The famous designer Charles Eames once said, “Design depends largely on constraints.” Perhaps nowhere is that more true than in the unforgiving, exacting, bizarre environs of space, where missions are defined by the limits of technology, amounts of life-giving “consumables,” and human physiognomic capacity. Spacecraft design starts conservative, and designers progress by seeing what can be taken away: Less (weight) is more (mission). “In the last design cycle we’ve taken out over 4,000 pounds,” says McCullough. Some of this involves rethinking entire systems, like the strut-supported crew seats required for terrestrial landing; some of it comes from working creatively with what you have, like using the mass of the crew to function as ballast, or using clothing as a packing material. But the whole process is integrated. On one end, improvements in the astronaut’s gloves enabled more buttons to be placed around the command screens. On the other, McCullough notes, the Space Launch System rocket is being built at the same time. The requirements interact, mesh or clash, and change.

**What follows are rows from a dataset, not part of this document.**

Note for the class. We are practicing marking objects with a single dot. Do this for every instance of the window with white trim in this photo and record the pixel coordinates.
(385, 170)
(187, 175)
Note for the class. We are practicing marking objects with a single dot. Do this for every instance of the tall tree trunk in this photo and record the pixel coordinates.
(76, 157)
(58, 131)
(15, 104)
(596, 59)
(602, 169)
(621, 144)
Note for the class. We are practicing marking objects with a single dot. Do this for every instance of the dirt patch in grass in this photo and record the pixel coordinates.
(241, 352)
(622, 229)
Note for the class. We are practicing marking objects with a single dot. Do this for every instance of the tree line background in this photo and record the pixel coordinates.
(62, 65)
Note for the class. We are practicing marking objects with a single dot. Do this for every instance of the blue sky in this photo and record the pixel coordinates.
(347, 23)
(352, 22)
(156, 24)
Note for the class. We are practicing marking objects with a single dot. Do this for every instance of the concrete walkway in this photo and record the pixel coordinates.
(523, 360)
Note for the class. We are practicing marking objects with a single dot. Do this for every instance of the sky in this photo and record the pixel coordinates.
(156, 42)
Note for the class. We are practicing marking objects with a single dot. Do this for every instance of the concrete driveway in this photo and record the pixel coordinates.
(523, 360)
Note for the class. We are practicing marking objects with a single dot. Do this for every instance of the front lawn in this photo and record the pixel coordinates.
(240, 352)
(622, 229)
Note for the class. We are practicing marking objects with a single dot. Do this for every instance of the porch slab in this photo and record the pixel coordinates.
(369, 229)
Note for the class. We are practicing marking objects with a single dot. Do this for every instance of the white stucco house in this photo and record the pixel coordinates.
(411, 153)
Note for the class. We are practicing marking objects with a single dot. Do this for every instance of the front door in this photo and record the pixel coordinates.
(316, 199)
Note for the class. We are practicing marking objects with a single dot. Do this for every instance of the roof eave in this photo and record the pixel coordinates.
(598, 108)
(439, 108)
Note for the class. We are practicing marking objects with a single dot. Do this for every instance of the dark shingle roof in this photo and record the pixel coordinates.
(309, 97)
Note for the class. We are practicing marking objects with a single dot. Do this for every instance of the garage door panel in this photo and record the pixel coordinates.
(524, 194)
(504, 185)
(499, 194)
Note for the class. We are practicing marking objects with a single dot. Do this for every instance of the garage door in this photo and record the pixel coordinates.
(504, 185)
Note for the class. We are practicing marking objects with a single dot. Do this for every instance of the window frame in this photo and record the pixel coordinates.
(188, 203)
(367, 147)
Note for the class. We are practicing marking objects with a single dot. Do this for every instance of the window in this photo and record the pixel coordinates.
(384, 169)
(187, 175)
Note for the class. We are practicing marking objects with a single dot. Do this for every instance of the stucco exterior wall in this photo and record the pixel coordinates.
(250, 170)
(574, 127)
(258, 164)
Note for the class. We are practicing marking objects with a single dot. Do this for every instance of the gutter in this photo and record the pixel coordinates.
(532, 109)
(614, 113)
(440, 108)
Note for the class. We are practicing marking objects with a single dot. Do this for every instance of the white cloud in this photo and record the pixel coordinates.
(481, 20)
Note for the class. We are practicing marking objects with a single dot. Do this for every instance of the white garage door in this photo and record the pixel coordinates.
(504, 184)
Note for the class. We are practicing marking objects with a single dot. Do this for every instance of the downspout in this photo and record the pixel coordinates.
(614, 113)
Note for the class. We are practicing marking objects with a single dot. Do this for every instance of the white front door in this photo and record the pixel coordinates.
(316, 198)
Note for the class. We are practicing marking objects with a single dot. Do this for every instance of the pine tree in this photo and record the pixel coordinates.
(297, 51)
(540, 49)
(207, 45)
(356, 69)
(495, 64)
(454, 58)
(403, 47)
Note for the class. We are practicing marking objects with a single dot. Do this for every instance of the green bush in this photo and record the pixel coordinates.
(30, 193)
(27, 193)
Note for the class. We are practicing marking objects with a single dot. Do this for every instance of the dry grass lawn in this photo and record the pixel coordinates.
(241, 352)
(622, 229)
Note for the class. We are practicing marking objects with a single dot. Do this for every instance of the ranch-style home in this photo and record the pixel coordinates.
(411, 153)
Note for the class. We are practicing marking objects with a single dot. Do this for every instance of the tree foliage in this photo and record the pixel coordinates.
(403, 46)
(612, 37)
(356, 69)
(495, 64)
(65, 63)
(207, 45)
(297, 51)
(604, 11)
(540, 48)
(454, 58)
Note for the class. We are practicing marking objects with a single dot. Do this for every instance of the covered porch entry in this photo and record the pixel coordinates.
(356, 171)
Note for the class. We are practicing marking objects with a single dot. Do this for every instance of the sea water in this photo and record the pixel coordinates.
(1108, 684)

The crew is part of that process, and the design is driven by questions about them, says McCullough. “If you lose a crew member, are you able to take care of one another? If I lose contact with this vehicle, the crew has to pilot themselves back. Those are the things you don’t have to worry about in low Earth orbit.” As we rest on our backs, gazing into the screens that may one day display Martian landing procedures, McCullough says, “It’s a part of growing up, humanity growing up and stretching out. To be able to say ‘I’m not tethered to the Earth anymore.’ ” Orion is being designed to break the tether.